THE War veterans board has been given 14 days to report back to Parliament on how they have used funds meant for economic empowerment of the liberation struggle fighters.

Defence, Home Affairs and Security Services Parly committee acting chairperson, Albert Ngulube and other committee members gave the board the ultimatum to explain why war veterans’ welfare had continued to deteriorate yet they had running companies which were generating income as well as budget funds from treasury.

During the oral evidence hearing from Defence secretary Aaron Nhepera and War veterans board chairperson Major-General (Rtd) Gibson Mashingaidze, it was revealed that dividends from War Veterans investments in Bulawayo and Matabeleland North provinces had not been handed over to the new board.

“I’m aware that we do have some conservancy in Matetsi in Matebeleland North and some livestock near Bulawayo.

“The new board is engaging the management of these ventures to try and understand what was going on. We are going to take the matter to the minister,” Nhepera told the Defence committee.

Admitting there were concerns by the new board on investments’ dividends, the Defence secretary reported the Auditor General had raised the issues but he was still to see the report.

“Whatever is happening, there has not come into what the new board is doing, they are engaging so that they understand what is happening there so that they can bring those investments under the new board. These are issues giving us some problems and we are seized with them and we hope we are going to overcome them.”

Nhepera said Kuvimba mining was another source of revenue for the War Veterans.

“The new board is engaging other potential partners to improve the welfare of all liberation war heroes.

“From Kuvimba mining, US$200 000 was given to the cooperation and from that figure only US$9 000 was made available and we are engaging the treasury,” added Nhepera.

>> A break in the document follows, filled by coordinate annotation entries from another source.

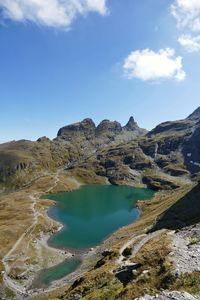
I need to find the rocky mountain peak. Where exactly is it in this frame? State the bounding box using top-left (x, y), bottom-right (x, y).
top-left (187, 106), bottom-right (200, 119)
top-left (124, 116), bottom-right (139, 131)
top-left (57, 118), bottom-right (96, 141)
top-left (96, 120), bottom-right (122, 134)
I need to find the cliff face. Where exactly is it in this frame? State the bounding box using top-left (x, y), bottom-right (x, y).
top-left (0, 108), bottom-right (200, 189)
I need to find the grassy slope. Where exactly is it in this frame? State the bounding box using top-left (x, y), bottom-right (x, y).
top-left (32, 185), bottom-right (200, 300)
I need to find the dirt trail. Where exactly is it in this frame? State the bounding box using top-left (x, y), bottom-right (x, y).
top-left (116, 230), bottom-right (165, 266)
top-left (2, 172), bottom-right (59, 295)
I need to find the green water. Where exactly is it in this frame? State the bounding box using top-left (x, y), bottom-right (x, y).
top-left (48, 185), bottom-right (153, 249)
top-left (38, 185), bottom-right (154, 285)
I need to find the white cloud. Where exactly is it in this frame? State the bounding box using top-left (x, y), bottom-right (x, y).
top-left (123, 48), bottom-right (186, 81)
top-left (178, 34), bottom-right (200, 53)
top-left (0, 0), bottom-right (107, 29)
top-left (171, 0), bottom-right (200, 31)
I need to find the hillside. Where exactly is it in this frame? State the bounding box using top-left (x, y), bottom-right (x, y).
top-left (0, 108), bottom-right (200, 300)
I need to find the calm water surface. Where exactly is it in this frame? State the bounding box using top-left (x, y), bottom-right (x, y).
top-left (39, 185), bottom-right (154, 284)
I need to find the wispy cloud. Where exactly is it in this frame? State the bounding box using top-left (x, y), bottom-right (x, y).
top-left (171, 0), bottom-right (200, 52)
top-left (178, 34), bottom-right (200, 53)
top-left (0, 0), bottom-right (107, 29)
top-left (123, 48), bottom-right (186, 81)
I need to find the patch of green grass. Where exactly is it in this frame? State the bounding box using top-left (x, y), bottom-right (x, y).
top-left (189, 239), bottom-right (200, 245)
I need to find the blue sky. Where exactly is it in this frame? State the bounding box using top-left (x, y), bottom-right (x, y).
top-left (0, 0), bottom-right (200, 142)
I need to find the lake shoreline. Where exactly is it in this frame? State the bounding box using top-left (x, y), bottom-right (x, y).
top-left (24, 187), bottom-right (155, 296)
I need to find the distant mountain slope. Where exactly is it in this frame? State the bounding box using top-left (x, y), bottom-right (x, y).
top-left (0, 108), bottom-right (200, 189)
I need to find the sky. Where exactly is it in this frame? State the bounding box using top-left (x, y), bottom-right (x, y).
top-left (0, 0), bottom-right (200, 143)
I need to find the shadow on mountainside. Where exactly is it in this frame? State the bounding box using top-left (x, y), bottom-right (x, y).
top-left (151, 183), bottom-right (200, 232)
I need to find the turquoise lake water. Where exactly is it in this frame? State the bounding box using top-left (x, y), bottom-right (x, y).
top-left (36, 185), bottom-right (154, 284)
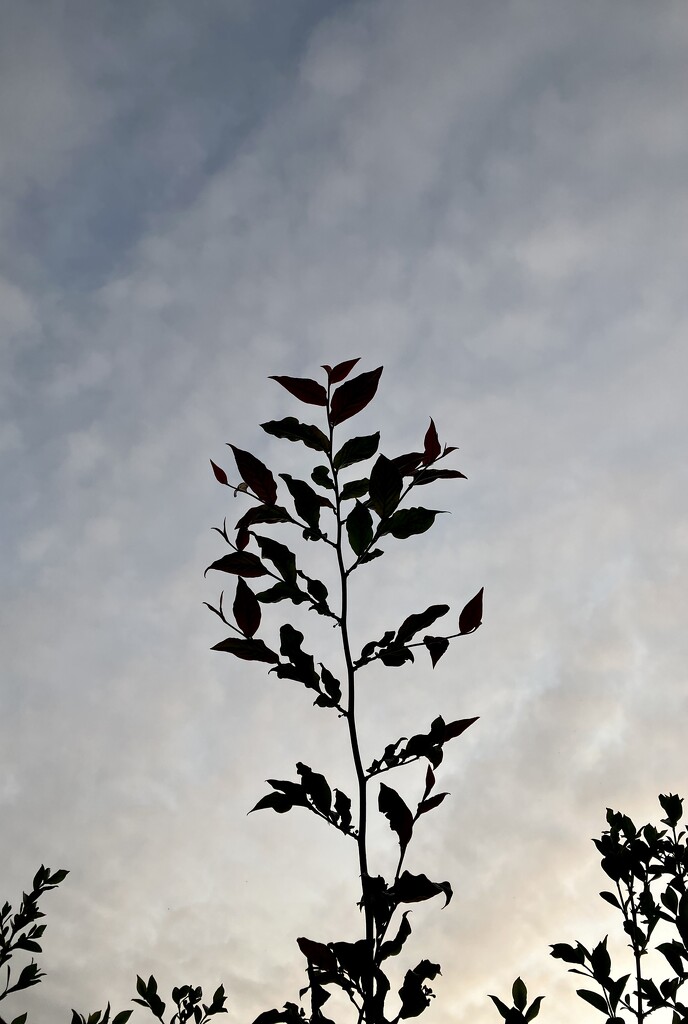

Despite all this, the new board installed last year told the committee their coffers were empty as they were working hard to get the investment dividends through the Defence ministry.

Narrating progress, Mashingaidze said: “The mandate that the board was given basically required it to establish Veterans Investment Corporation board (VIC) from when we were established, this was priority number one.

“We are pleased chairman to report that we have the VIC board and we have already started to work on what they were assigned to do.  The VIC board was seconded by the Finance ministry.

He added: “As a board, we managed to establish and decentralize the administration of the War Veterans Department to the district level. We have provincial and district field officers countrywide.

“Challenges such as transport, school fees and land can now be referred to these offices before being forwarded to the Defence ministry”.

Mashingaidze further said “the VIC board has not been operational due to lack of finance where it got a little from the Finance ministry.”

Nhepera also highlighted that the established Fund for the war veterans will fund their welfare.

“The funds to be sourced by VIC will be deposited to the War Veterans Fund where funding needed for the welfare of the liberation war members will be drawn from apart from what we get from the treasury.”

Finance ministry Director for Infrastructure Development Bernard Mupuriri responded during the hearing saying both the minister of Finance and Defence had met and resolved the matter.

“Minister of Finance Mthuli Ncube and Defence minister Oppah Muchinguri-Kashiri have agreed that amount was not for working capital but to go towards asset acquisition and what we are waiting for is for the identification of properties so that resources can be disbursed,” said Mupuriri.